Evaluation de l’impact des mesures prises dans le cadre de la pandémie de Covid-19 sur la qualité de l’air en Région de Bruxelles-Capitale

26/05/2020

Les mesures Covid-19 sont à l’origine d’une importante réduction des émissions du trafic routier. Celles-ci se sont traduites par une amélioration très significative de la qualité de l’air durant la période de confinement.

L’étude réalisée par Bruxelles Environnement s’est focalisée sur les oxydes d’azote (NO et NO2) pour lesquels le transport routier est le principal émetteur en Région bruxelloise.
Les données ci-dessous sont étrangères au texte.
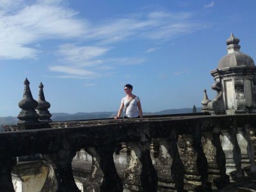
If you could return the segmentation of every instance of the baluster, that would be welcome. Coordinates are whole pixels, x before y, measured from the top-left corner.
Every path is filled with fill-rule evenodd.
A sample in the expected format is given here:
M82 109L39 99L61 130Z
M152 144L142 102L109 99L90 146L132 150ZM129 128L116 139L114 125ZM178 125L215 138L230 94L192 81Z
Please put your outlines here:
M104 173L100 191L123 191L122 180L117 173L113 156L116 146L116 143L108 143L95 147L97 160Z
M202 131L200 127L196 127L193 134L193 147L196 153L196 168L201 175L200 181L202 186L200 186L200 190L202 191L211 191L211 183L208 182L208 163L205 156L202 146Z
M235 174L233 174L233 172L230 172L230 175L234 180L238 178L243 177L244 173L241 168L241 149L237 142L236 128L236 127L231 125L228 129L221 131L221 133L228 139L232 145L232 157L235 163L236 170L235 172ZM227 143L225 141L225 140L223 141L224 142L222 142L223 148L227 148L227 146L225 145L227 144ZM231 157L230 154L228 154L229 150L231 150L231 148L227 148L227 150L224 150L224 152L225 152L226 159L229 159Z
M7 154L0 157L0 191L3 192L14 192L12 182L12 170L16 164L16 157L9 157Z
M92 170L90 179L84 184L85 191L99 191L100 186L102 183L104 174L100 169L99 162L100 161L100 157L95 147L86 147L86 151L92 156Z
M183 191L184 179L184 166L180 159L177 141L179 136L175 130L172 130L171 136L166 140L161 140L159 144L163 145L172 157L171 174L175 182L175 188L177 191Z
M141 164L140 177L143 191L157 191L157 174L150 157L151 139L149 137L149 126L141 130L139 134L141 137L140 142L130 142L128 145L132 148Z
M42 156L52 166L58 184L56 191L81 192L76 184L71 164L76 150L72 148L67 136L60 136L52 142L49 149L56 152Z
M211 141L213 147L211 147L211 143L207 143L204 150L206 157L208 157L209 166L212 164L212 168L215 170L214 175L216 175L215 171L217 171L217 174L220 176L215 177L212 180L218 189L221 189L229 184L229 177L226 174L226 159L220 136L220 129L216 126L211 134L207 134L207 139ZM212 150L211 150L210 148ZM214 167L214 164L216 164L216 167Z
M247 154L250 159L250 175L254 177L256 175L256 166L254 157L254 147L252 144L251 136L250 136L250 126L245 125L244 128L243 129L243 135L247 141Z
Le NO2 est en outre le polluant le plus critique en termes de respect de valeur limite européenne. Même s’il n’est pas réglementé, le NO est un polluant intéressant dans le sens où il reste localisé près de ses sources d’émission, ce qui permet de mieux évaluer l’efficacité des mesures de réduction d’émissions.

Au terme d’un mois et demi de mesures, l’analyse des données recueillies pendant la période de confinement du 19 mars au 3 mai 2020 aboutit aux conclusions suivantes :

  • L’amélioration de la qualité de l’air est très significative dans les sites habituellement fortement exposés aux émissions du trafic : en moyenne, les concentrations de NO ont diminué de 75 %, et les concentrations de NO2 de 50 %. 
  • Dans les sites moins exposés aux émissions directes du trafic, l’amélioration de la qualité de l’air est logiquement moins spectaculaire, mais néanmoins significative avec une réduction de 30 à 40 % sur les concentrations de NO et NO2.
  • Les valeurs relevées dans les sites de fond urbains font état d’une réduction d’environ 40 % sur les concentrations de NO2, alors que les concentrations de NO ne diminuent que de 30 %. Le NO2 étant un polluant susceptible d’être transporté sur de grandes distances (au contraire du NO), ces valeurs démontrent que la pollution importée en Région bruxelloise a également diminué significativement : il s’agit plus que probablement d’un effet lié aux mesures de confinement prises en Belgique et dans les pays limitrophes.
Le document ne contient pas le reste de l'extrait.